Vale também levar a conversa para o cuidado. Lixo, óleo e água quente demais adoecem os recifes lá longe, mas a atitude começa perto: reduzir plástico, não jogar sujeira em rios que desembocam no mar, respeitar a vida aquática numa saída de campo. Se a sua Unidade for a um rio, lago ou praia, aproveite para reforçar a segurança na água antes de qualquer atividade.

E dá para puxar o gancho da observação do mundo natural. Do mesmo jeito que a gente aprende a ler o céu numa noite estrelada em observação do céu noturno, olhar para os recifes ensina a admirar detalhes que só aparecem quando você presta atenção de verdade. O universo grande e o pólipo minúsculo contam a mesma história de ordem e cuidado.

O Projetista que faz o pequeno sustentar o imenso

Repare no padrão que atravessa toda essa história. A maior estrutura viva do planeta, visível do espaço, é feita dos menores tijolos imagináveis. Um quarto da vida do mar depende de um alicerce erguido por animais sem cérebro. E o segredo da cor e da comida está numa alga tão pequena que você jamais veria sem microscópio. O pequeno sustenta o imenso.

A Bíblia já apontava para essa mesma admiração diante do mar muito antes de existir mergulho ou satélite. O salmista escreveu: "Que variedade, Senhor, nas tuas obras! Todas com sabedoria as fizeste; cheia está a terra das tuas riquezas. Eis o mar vasto, imenso, no qual se movem seres sem conta, animais pequenos e grandes" (Salmo 104:24-25, ARA). Pequenos e grandes, exatamente como os pólipos e os recifes.

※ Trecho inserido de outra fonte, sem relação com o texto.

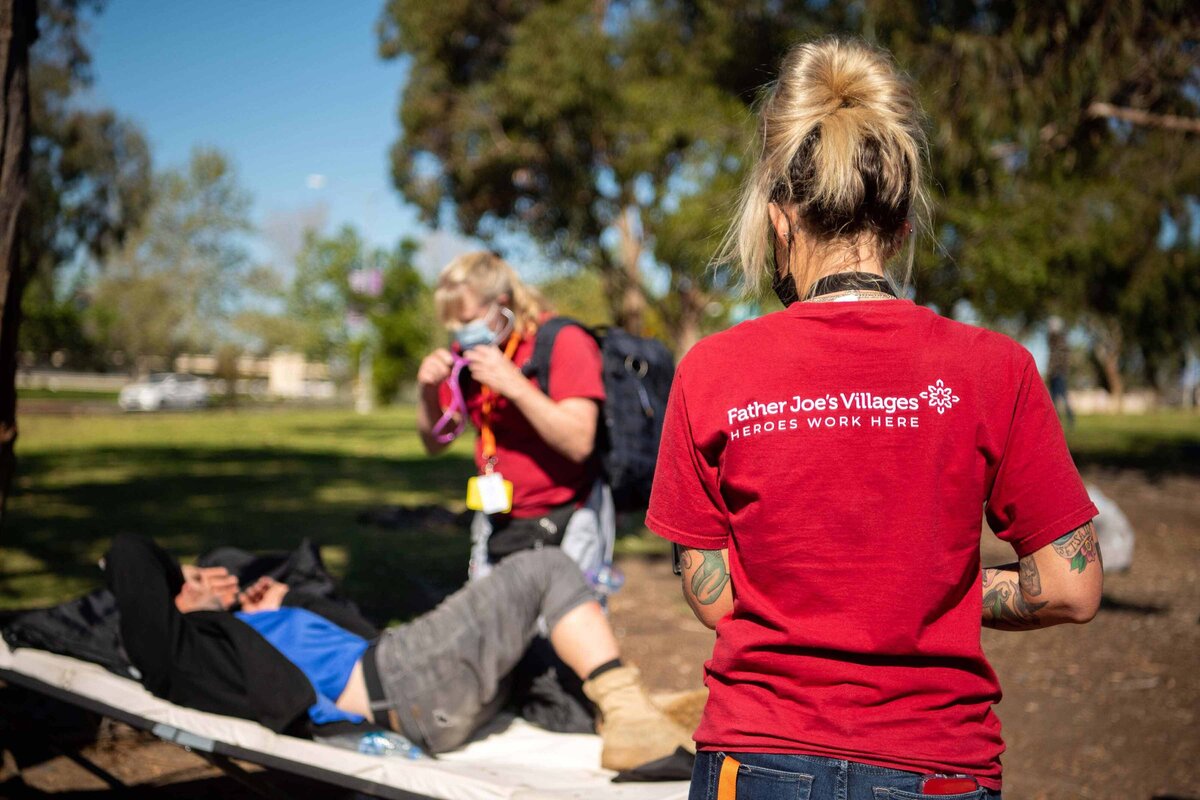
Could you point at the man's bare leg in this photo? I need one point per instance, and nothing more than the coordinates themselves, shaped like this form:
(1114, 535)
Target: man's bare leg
(354, 697)
(583, 639)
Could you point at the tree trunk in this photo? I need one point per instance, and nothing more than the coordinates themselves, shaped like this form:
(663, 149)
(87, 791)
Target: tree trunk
(691, 308)
(631, 313)
(1107, 346)
(18, 29)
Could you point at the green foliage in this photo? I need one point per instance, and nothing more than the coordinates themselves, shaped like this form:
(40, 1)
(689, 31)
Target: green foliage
(256, 480)
(90, 179)
(403, 322)
(399, 324)
(575, 295)
(570, 121)
(1050, 204)
(174, 283)
(611, 133)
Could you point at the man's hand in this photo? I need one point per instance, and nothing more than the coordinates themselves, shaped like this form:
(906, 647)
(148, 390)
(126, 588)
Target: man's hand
(205, 589)
(265, 594)
(492, 368)
(435, 368)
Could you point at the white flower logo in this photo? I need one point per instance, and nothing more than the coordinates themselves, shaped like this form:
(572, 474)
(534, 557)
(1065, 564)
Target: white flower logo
(940, 396)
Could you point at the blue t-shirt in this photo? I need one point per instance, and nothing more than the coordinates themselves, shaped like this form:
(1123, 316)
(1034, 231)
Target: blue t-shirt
(325, 654)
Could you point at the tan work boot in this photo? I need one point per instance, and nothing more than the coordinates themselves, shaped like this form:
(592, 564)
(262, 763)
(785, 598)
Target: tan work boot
(634, 729)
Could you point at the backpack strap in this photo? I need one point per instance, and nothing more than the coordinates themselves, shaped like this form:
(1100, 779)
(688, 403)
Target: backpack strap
(538, 366)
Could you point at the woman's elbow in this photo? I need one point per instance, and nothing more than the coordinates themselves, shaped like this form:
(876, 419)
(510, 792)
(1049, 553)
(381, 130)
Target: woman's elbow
(1084, 607)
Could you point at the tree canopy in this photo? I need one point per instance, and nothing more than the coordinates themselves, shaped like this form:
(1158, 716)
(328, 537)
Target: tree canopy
(1063, 146)
(90, 178)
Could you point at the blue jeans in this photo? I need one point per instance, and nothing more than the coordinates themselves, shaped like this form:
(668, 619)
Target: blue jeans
(772, 776)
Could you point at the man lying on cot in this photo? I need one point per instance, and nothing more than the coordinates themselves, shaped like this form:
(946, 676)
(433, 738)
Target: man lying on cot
(288, 656)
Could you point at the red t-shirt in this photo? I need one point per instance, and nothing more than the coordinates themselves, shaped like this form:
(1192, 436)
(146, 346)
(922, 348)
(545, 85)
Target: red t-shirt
(844, 453)
(543, 479)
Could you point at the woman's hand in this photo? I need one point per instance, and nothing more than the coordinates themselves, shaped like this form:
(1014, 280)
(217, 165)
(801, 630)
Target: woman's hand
(492, 368)
(265, 594)
(435, 368)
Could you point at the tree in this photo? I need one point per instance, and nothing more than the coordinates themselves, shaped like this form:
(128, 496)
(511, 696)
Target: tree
(1063, 140)
(175, 282)
(582, 125)
(337, 316)
(18, 30)
(90, 179)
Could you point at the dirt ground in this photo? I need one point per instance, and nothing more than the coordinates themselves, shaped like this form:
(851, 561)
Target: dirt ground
(1102, 711)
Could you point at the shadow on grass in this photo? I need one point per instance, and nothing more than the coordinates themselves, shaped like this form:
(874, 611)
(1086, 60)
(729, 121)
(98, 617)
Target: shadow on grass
(1156, 455)
(69, 506)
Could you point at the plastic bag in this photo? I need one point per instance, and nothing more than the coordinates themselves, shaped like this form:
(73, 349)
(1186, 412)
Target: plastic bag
(1114, 531)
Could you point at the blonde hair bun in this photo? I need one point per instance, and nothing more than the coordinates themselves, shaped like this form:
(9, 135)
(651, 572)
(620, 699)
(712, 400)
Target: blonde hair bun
(840, 137)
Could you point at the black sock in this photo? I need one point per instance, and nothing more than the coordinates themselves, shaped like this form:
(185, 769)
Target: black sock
(603, 668)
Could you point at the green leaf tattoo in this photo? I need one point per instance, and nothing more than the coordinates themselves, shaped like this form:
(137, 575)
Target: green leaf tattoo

O relato da criação diz que "criou, pois, Deus os grandes animais marinhos e todos os seres viventes que rastejam, os quais povoavam as águas, segundo as suas espécies" (Gênesis 1:21, ARA). E o mesmo salmista resume de quem é toda essa engenharia submarina: "Dele é o mar, pois ele o fez; obra de suas mãos, os continentes" (Salmo 95:5, ARA). Os adventistas do sétimo dia entendem esse mar habitado como assinatura de um Projetista cuidadoso, que capricha tanto no colossal quanto no invisível. Você não precisa concordar com essa leitura para sair de um recife com o coração mais leve. Mas talvez, na próxima vez que vir um coral, você lembre que aquilo tem vida: uma cidade construída em silêncio, por arquitetos que você mal consegue enxergar.